Judah knows what is at stake. Although he was in no way responsible for Benjamin’s plight (in contrast to his pivotal role in the sale of Joseph as a slave years ago) Judah steps forward (Genesis 44:18-34) and stirringly describes the events that have transpired. He then tells his disguised brother that Benjamin’s imprisonment in Egypt will be too much for their aged father to bear, and he will die. Then, Judah offers himself as a substitute for Benjamin. That is all Joseph –who has already had to leave the room twice in his meetings with his brothers to avoid breaking down and weeping in their presence– needs to hear in order to end the charade.
Our tradition calls a person who repents for his or her sins a ba’al or ba’ alat teshuvah (literally, a “master of repentance”).

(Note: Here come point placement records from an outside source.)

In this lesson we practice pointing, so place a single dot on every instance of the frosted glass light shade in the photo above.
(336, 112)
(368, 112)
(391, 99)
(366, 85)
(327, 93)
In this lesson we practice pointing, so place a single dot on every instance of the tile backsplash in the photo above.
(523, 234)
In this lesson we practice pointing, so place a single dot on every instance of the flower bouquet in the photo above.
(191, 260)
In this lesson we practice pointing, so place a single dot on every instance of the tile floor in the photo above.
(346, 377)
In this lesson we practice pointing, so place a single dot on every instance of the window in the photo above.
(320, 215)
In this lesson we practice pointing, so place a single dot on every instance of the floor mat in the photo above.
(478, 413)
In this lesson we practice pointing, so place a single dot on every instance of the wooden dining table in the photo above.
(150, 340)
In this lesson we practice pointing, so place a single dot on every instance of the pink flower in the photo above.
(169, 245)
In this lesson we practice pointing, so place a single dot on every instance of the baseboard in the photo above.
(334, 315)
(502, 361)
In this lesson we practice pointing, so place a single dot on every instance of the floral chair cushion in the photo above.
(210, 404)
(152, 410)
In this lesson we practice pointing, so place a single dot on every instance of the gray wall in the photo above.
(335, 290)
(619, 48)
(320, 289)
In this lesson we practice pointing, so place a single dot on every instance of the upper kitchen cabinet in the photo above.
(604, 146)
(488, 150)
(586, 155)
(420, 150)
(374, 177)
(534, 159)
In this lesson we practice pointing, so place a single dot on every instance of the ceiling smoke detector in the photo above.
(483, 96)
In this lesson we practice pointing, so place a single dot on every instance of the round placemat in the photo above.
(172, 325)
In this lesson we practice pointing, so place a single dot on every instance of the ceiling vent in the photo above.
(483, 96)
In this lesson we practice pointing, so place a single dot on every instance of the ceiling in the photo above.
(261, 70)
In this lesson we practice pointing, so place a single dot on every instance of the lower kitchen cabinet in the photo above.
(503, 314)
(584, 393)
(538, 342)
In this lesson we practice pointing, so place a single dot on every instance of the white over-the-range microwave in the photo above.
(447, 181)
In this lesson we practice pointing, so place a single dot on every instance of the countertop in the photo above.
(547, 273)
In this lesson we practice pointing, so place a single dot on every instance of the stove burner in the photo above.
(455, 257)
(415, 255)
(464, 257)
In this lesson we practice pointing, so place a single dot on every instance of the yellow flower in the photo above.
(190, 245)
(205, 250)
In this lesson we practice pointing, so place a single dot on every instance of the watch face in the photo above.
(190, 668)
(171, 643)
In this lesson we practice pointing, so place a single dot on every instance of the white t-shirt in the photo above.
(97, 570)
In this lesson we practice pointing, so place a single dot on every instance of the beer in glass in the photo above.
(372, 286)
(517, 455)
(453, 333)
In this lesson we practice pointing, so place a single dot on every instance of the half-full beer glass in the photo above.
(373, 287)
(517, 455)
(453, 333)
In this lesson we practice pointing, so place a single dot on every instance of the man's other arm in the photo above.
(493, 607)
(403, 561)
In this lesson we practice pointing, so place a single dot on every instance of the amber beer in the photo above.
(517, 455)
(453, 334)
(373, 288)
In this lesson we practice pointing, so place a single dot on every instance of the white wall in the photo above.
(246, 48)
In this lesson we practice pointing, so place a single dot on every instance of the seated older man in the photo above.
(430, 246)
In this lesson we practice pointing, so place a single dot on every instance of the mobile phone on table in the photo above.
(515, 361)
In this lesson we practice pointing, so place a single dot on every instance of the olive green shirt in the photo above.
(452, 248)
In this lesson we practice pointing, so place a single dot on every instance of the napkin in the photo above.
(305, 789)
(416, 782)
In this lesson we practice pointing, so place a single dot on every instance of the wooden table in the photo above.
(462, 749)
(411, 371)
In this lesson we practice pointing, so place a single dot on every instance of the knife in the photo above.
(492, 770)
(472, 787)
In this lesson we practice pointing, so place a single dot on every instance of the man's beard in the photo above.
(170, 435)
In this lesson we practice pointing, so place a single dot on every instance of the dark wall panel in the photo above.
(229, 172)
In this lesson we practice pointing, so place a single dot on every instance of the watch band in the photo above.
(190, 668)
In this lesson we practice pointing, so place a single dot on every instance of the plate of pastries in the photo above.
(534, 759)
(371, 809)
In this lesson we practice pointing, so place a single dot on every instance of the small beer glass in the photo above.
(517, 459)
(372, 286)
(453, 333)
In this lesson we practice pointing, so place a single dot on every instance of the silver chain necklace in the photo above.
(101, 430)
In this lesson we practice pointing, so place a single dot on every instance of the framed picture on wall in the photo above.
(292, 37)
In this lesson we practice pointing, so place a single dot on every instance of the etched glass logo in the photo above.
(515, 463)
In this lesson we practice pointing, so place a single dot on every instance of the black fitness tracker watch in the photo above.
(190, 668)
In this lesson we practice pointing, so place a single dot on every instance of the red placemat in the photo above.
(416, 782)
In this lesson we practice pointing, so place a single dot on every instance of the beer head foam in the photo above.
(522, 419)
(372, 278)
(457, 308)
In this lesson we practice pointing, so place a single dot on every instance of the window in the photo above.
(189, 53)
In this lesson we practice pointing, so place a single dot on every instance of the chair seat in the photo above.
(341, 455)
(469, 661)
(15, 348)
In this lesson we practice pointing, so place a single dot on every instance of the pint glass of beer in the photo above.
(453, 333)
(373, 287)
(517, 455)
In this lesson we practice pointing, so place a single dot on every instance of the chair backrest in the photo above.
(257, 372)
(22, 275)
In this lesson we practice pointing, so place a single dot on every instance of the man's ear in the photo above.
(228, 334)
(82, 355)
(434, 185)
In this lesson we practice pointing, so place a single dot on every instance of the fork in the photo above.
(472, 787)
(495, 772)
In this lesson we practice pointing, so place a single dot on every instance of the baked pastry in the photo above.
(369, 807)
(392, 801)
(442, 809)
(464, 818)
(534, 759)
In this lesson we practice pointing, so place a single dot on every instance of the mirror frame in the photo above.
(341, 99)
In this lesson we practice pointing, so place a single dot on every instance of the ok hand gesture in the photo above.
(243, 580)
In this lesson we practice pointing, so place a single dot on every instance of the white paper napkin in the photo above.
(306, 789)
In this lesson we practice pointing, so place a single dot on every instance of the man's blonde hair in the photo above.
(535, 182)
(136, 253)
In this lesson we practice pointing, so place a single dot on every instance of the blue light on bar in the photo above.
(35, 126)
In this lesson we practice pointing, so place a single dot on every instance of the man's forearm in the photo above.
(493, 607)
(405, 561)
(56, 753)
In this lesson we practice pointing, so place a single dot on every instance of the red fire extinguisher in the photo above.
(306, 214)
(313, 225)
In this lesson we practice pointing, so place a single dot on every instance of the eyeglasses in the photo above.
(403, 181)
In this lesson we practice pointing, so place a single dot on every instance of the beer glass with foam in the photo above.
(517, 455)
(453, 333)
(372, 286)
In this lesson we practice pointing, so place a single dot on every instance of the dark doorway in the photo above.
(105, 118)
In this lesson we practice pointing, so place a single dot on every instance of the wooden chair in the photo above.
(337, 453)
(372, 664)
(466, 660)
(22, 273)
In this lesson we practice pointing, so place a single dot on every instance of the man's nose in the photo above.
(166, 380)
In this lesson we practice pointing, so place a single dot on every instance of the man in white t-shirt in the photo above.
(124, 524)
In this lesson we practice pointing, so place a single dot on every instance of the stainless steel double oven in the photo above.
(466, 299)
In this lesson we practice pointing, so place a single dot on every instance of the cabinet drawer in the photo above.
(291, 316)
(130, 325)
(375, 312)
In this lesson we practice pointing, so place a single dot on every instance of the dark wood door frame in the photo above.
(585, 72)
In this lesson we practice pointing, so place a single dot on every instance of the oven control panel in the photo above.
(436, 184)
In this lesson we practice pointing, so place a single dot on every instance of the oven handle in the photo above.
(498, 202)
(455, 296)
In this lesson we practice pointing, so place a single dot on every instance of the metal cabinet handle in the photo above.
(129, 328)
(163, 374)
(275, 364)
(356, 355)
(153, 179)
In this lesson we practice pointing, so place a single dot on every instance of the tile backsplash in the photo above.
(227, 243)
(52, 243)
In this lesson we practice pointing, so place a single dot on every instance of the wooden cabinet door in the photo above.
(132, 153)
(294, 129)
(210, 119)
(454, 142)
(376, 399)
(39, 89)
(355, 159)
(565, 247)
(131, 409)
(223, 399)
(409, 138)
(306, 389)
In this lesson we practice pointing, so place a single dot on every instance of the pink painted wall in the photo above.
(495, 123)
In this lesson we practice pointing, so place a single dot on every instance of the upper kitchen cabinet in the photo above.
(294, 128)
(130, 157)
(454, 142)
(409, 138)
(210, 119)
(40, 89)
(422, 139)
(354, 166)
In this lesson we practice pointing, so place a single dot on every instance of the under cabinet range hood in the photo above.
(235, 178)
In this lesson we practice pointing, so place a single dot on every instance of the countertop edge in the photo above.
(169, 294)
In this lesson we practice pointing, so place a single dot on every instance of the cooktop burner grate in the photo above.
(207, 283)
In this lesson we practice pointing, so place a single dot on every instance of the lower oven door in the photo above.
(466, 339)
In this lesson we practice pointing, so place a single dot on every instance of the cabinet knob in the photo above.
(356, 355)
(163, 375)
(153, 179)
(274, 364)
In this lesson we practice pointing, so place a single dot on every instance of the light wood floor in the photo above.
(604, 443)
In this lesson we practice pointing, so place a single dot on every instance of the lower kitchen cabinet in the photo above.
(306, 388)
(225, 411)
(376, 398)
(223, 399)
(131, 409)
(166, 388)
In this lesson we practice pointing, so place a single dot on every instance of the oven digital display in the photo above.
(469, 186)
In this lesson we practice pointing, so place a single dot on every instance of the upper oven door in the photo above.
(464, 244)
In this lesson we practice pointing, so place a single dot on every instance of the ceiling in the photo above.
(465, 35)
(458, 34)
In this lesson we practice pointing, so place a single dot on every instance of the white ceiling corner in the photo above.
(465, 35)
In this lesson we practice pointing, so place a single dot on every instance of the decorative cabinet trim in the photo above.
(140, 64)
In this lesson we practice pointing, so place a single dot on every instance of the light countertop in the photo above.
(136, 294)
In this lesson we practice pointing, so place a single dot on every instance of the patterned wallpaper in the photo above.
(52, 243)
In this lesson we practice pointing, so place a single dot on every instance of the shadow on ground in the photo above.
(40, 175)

The Jewish tradition accords even a greater honor to a person who commits a particular transgression but later, when he or she is put in a similar position, turns away from the same kind of wrongdoing. That person is a ba’al or ba’alat teshuvah shelemah (a “master of complete repentance”). This is the lofty designation Judah earns for his actions in Joseph’s presence. [See Nehama Leibowitz, Studies in Sefer Bereshit, pp. 327-328 (Hebrew edition), pp. 460-461 (English edition)].
In Parashat Va-yigash, Judah becomes a true hero. The story discusses his emergence as the progenitor of Israel’s most enduring tribe. We can be proud that the words “Jew” and “Judaism” are derived from his name. More important, Judah’s example of repentance can inspire us to examine our own actions and help us to turn away from transgressions we have committed in the past.
I am deeply grateful for my studies with Professor Leibowitz in Jerusalem during the 1970-1971 academic year, which helped me develop the outlook I have shared in this commentary.